Il est né d’un contexte post-11 septembre qui a vu le commerce entre les pays nord-américains être soumis au diverses mesures sécuritaires mises de l'avant par le gouvernement états-uniens. C’est dans ce souci de concilier les impératifs économiques et sécuritaires que la communauté d’affaires canadiennes, réunie au sein du Conseil canadien des chefs d’entreprises (CCCE), publiait en janvier 2003 l’
Initiative nord-américaine de sécurité et de prospérité, dont la stratégie repose sur cinq éléments : réinventer les frontières ; maximiser les efficacités réglementaires ; négocier un pacte de sécurité détaillé des ressources ; rebâtir l'alliance de défense nord-américaine ; créer un nouveau cadre institutionnel. C’est ce document qui allait servir à formuler dans ses grandes lignes le PSP. Il s’agit en gros d’une série de recommandations afin de satisfaire les exigences sécuritaires des États-Unis pour garder le commerce ouvert et de se positionner face aux nouveaux enjeux de la mondialisation, entre autres la montée de la Chine. Et dans ce contexte, et pour le plus gros des trois joueurs, il est évident que la sécurité doit préluder à la prospérité.
Le PSP s’inscrit également dans cette logique amorcée par l’ALENA, à savoir une intégration de plus en plus profonde des politiques des gouvernements nord-américains. Pour mettre de l’avant ce projet, on s’appuie sur certains mécanismes mis en place dans le cadre de l’ALENA, entre autres celui des négociations permanentes. C’est ainsi qu’à la suite de l’adoption du PSP on mettait en place une série de groupes de travail pour se pencher sur les quelques 300 recommandations émises par le milieu des affaires afin d’harmoniser les politiques économiques et sécuritaires des trois pays. On mettait également sur pied le Conseil nord-américain de la compétitivité (CNAC), composé de 10 chefs d’entreprises de chacun des trois pays, dont les recommandations sont directement adressées aux chefs d’État.
Comme on le voit, avec le PSP, les élites du monde des affaires bénéficient désormais d’un droit d’accès direct dans les hautes sphères du pouvoir, étant elles en fait qui définissent l’agenda des négociations et leur contenu.

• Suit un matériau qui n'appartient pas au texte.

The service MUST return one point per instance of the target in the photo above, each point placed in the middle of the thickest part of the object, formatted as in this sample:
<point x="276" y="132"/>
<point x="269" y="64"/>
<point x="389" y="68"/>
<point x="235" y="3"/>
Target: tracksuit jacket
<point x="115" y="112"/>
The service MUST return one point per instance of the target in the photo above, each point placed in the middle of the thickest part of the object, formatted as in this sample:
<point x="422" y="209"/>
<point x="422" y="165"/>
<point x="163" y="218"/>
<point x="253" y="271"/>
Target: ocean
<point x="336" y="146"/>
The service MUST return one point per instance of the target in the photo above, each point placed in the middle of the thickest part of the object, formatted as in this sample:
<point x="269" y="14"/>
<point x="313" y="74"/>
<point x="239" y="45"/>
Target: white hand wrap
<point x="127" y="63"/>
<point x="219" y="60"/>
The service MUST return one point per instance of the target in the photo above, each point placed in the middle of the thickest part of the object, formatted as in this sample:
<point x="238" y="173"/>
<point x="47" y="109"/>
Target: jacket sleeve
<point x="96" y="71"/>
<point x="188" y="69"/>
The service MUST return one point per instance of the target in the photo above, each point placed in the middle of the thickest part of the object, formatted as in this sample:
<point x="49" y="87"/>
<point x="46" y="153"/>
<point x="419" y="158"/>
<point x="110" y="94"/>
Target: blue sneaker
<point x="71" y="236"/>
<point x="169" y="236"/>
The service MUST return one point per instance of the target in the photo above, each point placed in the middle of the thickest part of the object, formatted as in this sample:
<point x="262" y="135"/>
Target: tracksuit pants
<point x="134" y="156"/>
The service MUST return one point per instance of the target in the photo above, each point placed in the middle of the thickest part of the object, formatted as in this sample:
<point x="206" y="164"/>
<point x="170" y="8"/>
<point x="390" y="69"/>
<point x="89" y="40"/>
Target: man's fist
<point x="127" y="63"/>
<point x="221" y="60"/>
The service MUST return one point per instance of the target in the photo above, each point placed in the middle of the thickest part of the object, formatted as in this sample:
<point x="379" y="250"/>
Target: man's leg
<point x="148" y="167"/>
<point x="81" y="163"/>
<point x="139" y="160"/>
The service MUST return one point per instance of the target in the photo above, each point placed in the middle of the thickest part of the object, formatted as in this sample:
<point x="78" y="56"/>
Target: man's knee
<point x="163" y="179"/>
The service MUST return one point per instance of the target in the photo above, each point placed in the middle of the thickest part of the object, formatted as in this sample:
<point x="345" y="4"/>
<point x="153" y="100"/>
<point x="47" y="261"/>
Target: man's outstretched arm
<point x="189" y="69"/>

Rendez-vous à Montebello Montebello est la troisième rencontre au sommet annuelle sur le PSP. Il est toutefois difficile de savoir exactement ce qui y est discuté et ce qui a été accompli jusqu’à présent. C’est que le PSP n’est pas un traité en bonne et due forme. Contrairement à l’ALENA, celui-ci n’a pas à être ratifié. On a en fait instauré un nouveau fonctionnement de législations à la pièce. Comme ce qui est ciblé dans les visées d’uniformisation des politiques sont souvent les diverses réglementations, celles-ci n’ont pas à faire l’objet de débats au parlement et peuvent ainsi être mises en place à la pièce par les pouvoirs exécutifs de chacun des pays. Et comme c’est le milieu des affaires qui semblent être aux commandes des grandes lignes directrices, on se voit plonger dans un nouveau cadre politique où on assiste à une dictature de facto des pouvoirs exécutifs et à une privatisation des politiques économiques.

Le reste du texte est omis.